By Liana B. Baker
(Reuters) - Time Warner Cable Inc, which recently rejected a takeover offer from Charter Communications Inc, posted better-than-expected quarterly results on Thursday and said it aims to boosts its cash flow while also investing more in its technology over the next three years.
The company, which is trying to convince investors it can do a better job at operating its business than its suitor Charter, said its three year operating plan is to generate revenue of $25.7 billion and adjusted operating income before depreciation and amortization of $9.4 billion by 2016.
"We have the right team and a strategic plan to deliver strong long-term, sustainable results," the company said in its presentation on its website.
CEO Rob Marcus, who took over January 1, kicked off the conference call saying he is committed to creating shareholder value and that Charter's recent bid to acquire Time Warner Cable significantly undervalues our company.
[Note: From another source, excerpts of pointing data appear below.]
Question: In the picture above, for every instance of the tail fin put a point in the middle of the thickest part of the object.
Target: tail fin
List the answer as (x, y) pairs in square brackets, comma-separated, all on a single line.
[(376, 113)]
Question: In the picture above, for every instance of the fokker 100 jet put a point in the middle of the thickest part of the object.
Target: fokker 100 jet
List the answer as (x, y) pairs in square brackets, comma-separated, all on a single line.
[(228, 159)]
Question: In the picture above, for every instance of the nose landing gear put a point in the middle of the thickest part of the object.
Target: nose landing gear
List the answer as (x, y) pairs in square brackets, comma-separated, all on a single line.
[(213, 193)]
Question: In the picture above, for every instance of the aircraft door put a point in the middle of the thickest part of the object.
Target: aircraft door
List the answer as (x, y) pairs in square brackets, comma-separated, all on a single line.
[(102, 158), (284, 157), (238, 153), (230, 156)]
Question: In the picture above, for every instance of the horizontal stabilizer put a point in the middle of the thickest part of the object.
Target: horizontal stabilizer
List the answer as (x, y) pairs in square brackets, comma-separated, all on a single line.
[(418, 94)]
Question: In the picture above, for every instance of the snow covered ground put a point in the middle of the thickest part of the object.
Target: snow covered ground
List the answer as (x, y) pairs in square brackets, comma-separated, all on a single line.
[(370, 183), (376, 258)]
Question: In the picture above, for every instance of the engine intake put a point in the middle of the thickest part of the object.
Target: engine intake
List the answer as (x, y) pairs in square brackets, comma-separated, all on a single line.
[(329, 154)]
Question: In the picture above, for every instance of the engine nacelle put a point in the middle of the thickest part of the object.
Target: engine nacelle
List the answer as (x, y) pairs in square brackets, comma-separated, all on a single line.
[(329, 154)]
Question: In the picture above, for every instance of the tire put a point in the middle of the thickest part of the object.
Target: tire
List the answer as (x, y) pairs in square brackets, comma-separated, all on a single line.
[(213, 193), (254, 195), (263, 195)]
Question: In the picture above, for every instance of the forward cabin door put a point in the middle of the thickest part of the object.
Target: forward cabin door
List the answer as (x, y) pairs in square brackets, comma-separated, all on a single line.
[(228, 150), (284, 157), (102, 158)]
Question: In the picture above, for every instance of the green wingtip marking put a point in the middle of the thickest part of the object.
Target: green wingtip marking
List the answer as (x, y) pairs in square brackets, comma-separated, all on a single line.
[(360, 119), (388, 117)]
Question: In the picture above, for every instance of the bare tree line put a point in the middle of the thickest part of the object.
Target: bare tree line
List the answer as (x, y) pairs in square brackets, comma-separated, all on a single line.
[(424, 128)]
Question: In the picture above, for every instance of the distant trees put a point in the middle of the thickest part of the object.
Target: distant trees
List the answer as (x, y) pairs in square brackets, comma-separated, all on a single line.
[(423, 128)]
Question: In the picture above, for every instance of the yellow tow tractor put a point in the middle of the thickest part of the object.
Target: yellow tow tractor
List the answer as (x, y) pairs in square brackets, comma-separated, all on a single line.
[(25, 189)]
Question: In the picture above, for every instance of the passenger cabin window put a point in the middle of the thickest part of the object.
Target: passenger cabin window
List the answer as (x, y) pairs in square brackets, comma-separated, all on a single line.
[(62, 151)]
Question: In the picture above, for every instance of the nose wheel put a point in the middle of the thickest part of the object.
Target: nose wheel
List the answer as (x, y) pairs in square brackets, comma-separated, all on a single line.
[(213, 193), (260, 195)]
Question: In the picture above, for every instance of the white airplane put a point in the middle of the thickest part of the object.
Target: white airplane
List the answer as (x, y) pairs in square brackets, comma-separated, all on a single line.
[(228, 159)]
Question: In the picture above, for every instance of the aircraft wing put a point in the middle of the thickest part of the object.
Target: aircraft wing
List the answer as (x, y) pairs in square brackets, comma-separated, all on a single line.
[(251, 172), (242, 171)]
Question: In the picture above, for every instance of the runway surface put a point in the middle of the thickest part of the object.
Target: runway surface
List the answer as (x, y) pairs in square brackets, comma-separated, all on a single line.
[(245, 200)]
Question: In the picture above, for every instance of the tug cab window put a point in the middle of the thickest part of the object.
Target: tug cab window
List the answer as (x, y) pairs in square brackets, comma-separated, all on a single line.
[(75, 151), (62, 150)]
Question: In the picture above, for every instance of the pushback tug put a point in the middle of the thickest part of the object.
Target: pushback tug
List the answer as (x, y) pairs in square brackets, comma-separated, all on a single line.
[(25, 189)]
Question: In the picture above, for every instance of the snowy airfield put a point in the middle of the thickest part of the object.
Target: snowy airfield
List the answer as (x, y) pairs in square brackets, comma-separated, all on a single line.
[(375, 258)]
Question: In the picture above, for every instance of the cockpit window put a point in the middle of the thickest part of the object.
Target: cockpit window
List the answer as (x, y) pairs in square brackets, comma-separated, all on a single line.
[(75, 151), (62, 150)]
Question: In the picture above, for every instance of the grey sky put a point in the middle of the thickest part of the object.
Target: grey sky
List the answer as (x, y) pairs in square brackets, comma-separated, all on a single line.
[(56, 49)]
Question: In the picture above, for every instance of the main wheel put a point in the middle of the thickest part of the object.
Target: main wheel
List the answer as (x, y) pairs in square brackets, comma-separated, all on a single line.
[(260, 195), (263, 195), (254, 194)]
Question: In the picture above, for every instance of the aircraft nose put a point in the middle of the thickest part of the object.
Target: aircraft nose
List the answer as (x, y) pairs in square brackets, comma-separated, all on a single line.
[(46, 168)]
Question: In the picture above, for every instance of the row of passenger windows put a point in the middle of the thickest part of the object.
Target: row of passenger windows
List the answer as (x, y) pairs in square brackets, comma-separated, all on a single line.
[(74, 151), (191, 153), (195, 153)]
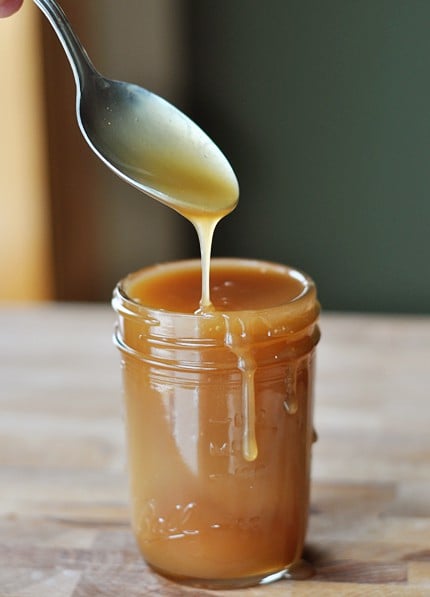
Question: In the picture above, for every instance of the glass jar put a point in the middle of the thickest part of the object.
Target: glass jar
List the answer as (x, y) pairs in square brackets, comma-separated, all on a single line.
[(219, 429)]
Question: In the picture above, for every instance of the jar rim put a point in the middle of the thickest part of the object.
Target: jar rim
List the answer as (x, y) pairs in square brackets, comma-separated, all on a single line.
[(135, 307)]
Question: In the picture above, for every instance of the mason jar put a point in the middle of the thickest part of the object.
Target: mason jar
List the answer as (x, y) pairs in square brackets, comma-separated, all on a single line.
[(218, 409)]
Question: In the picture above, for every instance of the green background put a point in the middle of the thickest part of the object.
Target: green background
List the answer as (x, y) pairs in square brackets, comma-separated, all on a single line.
[(323, 108)]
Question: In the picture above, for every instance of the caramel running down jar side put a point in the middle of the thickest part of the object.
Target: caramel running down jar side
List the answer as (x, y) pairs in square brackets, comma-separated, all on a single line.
[(219, 428)]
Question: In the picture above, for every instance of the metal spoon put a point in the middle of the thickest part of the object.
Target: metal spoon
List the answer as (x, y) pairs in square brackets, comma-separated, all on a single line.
[(144, 139)]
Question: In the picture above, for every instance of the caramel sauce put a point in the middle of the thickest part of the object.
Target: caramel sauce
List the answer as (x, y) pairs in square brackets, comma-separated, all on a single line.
[(219, 419), (243, 297)]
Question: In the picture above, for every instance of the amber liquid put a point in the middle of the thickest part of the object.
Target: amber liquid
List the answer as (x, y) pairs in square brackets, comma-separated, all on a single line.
[(219, 419)]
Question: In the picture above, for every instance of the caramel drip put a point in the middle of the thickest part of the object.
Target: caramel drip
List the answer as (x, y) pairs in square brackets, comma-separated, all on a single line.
[(237, 343), (249, 441), (290, 401)]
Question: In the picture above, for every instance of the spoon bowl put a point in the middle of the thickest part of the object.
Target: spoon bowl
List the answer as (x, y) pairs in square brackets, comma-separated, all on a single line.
[(143, 138)]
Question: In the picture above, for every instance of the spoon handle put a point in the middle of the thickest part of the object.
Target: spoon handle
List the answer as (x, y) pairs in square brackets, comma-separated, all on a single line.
[(78, 58)]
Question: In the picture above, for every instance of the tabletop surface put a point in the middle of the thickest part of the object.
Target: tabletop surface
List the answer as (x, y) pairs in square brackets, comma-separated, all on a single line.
[(64, 528)]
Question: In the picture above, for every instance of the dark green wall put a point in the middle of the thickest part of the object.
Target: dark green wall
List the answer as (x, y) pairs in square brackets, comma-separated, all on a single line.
[(324, 110)]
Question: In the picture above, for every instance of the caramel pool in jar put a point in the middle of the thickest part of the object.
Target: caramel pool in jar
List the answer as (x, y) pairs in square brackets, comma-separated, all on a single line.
[(219, 417)]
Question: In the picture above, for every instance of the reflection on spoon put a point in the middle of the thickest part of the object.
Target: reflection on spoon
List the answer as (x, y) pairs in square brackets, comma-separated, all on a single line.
[(144, 139)]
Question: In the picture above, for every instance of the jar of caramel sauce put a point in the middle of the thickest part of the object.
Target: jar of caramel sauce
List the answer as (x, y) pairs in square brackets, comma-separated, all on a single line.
[(218, 408)]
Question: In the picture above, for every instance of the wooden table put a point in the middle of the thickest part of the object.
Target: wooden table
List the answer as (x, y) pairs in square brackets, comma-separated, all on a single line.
[(63, 492)]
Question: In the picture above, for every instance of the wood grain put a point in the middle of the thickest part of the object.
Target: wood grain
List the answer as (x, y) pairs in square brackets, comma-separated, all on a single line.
[(63, 490)]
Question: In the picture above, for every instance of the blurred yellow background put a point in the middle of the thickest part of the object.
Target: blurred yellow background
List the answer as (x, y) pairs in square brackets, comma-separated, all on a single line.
[(322, 108)]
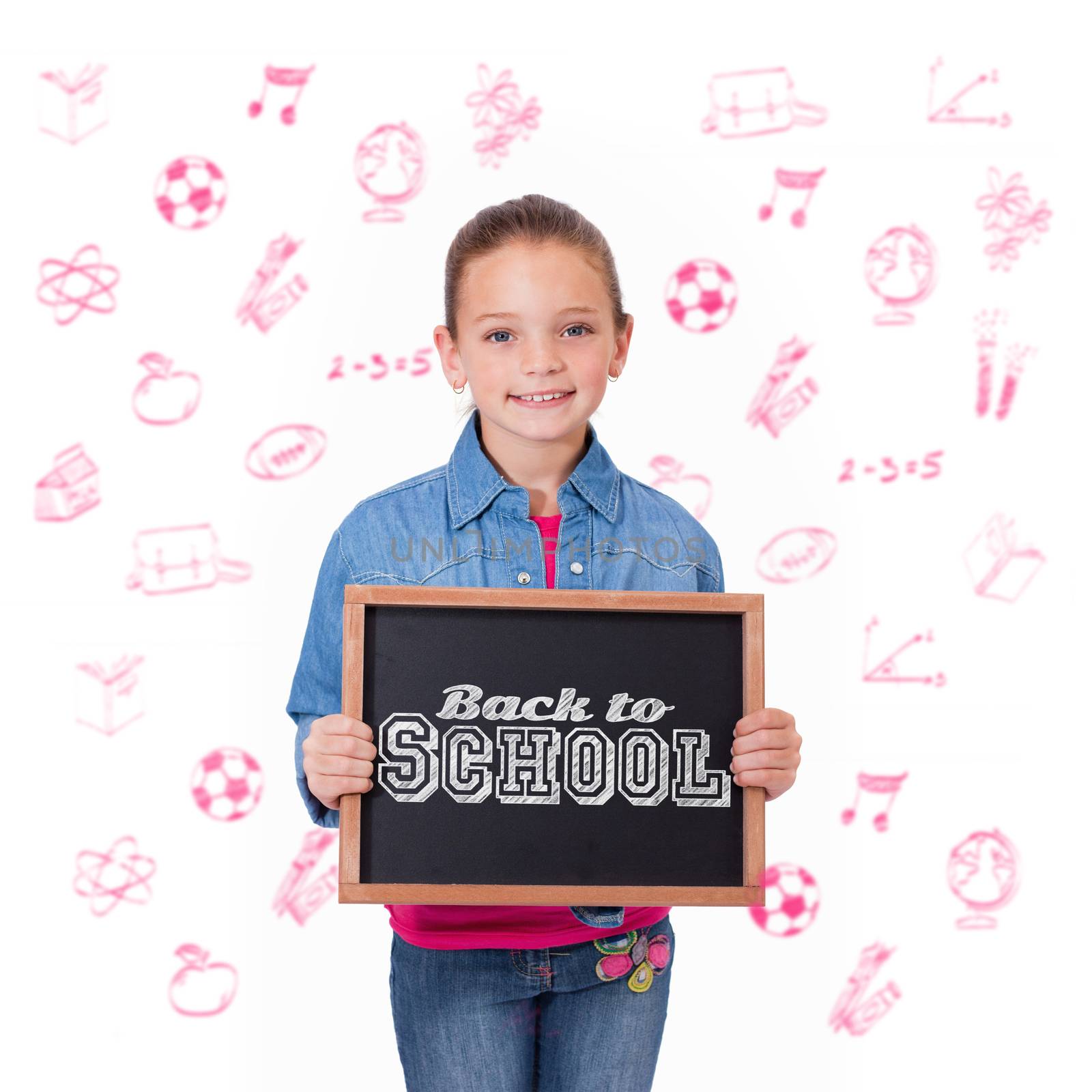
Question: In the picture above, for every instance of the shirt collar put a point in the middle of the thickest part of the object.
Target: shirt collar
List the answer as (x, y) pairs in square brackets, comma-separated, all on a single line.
[(474, 483)]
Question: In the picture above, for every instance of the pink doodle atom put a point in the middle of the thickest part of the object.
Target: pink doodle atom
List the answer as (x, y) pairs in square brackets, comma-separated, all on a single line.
[(227, 784), (802, 182), (201, 988), (190, 192), (118, 875), (85, 284), (702, 295), (636, 955), (792, 901)]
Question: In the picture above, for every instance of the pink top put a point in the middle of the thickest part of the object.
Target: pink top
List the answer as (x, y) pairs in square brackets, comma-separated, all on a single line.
[(472, 926)]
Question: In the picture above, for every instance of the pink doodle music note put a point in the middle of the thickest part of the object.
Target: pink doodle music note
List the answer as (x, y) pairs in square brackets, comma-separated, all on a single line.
[(800, 180), (390, 167), (889, 671), (282, 78), (851, 1010), (882, 784), (201, 988), (984, 875)]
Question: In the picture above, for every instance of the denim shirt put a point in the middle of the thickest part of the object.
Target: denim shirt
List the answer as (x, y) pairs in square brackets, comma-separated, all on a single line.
[(464, 526)]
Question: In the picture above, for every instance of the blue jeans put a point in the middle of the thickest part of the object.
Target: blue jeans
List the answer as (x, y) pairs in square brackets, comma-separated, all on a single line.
[(579, 1017)]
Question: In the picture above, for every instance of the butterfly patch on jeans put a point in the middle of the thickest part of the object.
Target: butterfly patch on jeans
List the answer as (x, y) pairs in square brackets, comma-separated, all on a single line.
[(635, 955)]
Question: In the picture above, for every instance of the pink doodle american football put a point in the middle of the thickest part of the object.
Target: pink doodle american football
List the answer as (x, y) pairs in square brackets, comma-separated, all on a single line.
[(285, 451), (795, 555)]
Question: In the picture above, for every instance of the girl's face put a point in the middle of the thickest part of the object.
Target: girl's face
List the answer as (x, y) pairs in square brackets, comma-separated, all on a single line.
[(533, 321)]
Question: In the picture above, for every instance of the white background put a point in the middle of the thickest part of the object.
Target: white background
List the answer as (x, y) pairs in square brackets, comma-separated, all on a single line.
[(622, 91)]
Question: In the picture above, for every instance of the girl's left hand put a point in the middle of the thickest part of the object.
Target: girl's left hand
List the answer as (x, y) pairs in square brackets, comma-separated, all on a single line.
[(767, 751)]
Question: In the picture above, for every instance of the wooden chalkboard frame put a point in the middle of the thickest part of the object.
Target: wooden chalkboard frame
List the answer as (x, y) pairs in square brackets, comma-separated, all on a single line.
[(751, 893)]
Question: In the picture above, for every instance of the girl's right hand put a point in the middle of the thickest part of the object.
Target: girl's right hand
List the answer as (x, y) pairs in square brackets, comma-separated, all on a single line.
[(339, 758)]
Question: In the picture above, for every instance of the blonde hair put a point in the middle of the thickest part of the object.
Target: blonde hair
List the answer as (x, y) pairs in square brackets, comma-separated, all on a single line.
[(533, 220)]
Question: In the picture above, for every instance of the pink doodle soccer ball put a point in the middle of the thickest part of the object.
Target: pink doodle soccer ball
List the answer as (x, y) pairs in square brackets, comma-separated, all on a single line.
[(227, 784), (702, 295), (190, 192), (792, 900)]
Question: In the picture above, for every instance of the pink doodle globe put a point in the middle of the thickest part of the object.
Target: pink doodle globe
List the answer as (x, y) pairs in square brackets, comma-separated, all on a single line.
[(792, 901), (190, 192), (227, 784), (389, 167), (983, 872), (702, 295)]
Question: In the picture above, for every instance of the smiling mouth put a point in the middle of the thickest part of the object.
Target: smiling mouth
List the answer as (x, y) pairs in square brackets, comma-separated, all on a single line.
[(538, 401)]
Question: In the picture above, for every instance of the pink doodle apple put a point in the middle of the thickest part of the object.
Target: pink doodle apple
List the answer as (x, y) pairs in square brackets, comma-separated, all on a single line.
[(693, 491), (201, 988), (164, 397)]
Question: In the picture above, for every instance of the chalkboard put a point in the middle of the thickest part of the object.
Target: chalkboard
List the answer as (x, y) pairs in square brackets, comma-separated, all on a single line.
[(611, 788)]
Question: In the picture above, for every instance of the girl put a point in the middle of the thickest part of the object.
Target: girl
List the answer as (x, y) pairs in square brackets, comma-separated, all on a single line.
[(520, 997)]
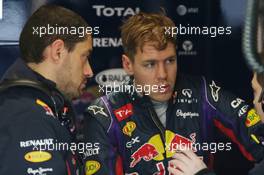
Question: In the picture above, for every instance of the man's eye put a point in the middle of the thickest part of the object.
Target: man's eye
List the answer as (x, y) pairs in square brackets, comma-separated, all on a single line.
[(149, 65), (171, 60)]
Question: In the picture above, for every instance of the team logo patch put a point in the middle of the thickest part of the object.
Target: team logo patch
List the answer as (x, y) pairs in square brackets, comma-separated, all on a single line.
[(38, 156), (129, 128), (97, 110), (252, 118), (46, 107), (124, 112), (214, 91), (91, 167), (187, 92)]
Marcus also dismissed the notion that Time Warner Cable is behind Charter in any way. Charter's campaign for investor support to its $37.3 billion bid has focused on how Charter could run Time Warner Cable better under its CEO Tom Rutledge
The company released a presentation showing how Time Warner Cable has higher margins than Charter and offers more products and a better business services unit, which is the fastest growing area in the cable industry right now.
Time Warner Cable said it is aiming to increase annual capital spending to $3.7 billion to $3.8 billion over the next three years, which should allow the company to improve the technology of its cable systems, invest in infrastructure and replace older equipment.
"We need to focus on product enhancements that move the dial," Marcus said.
The company said revenue would rise 4 percent to 5 percent this year, above the roughly 2 percent analysts are expecting, according to Thomson Reuters I/B/E/S.
The company said it lost 217,000 video subscribers in the quarter, which was an improvement from the third quarter when it lost more than 300,000 subscribers.
Time Warner Cable's finance chief Arthur Minson said on the call that some of Time Warner Cable's subscriber numbers in 2013 were "dismal" but said the company was now seeing some momentum in 2014.
In the fourth quarter, the U.S. cable operator added 39,000 net residential Internet subscribers, a turnaround from a weak third quarter when it lost 24,000 subscribers.
The company said residential subscriber activity improved sequentially each month in the quarter and continued to improve in January.
Cable operators in the United States are increasingly depending on Internet customers for growth as they face rising programming costs and continue to lose cable TV subscribers to telecom and satellite companies.
Net income attributable to Time Warner Cable rose 5 percent to $540 million, or $1.89 per share, in the fourth quarter, from $513 million, or $1.68 per share, a year earlier.
Revenue rose about 2 percent to $5.58 billion.
Analysts on average expected earnings of $1.73 per share on revenue of $5.56 billion, according to Thomson Reuters I/B/E/S.
Shares of the company were flat in pre-market trading at $132.03 per share.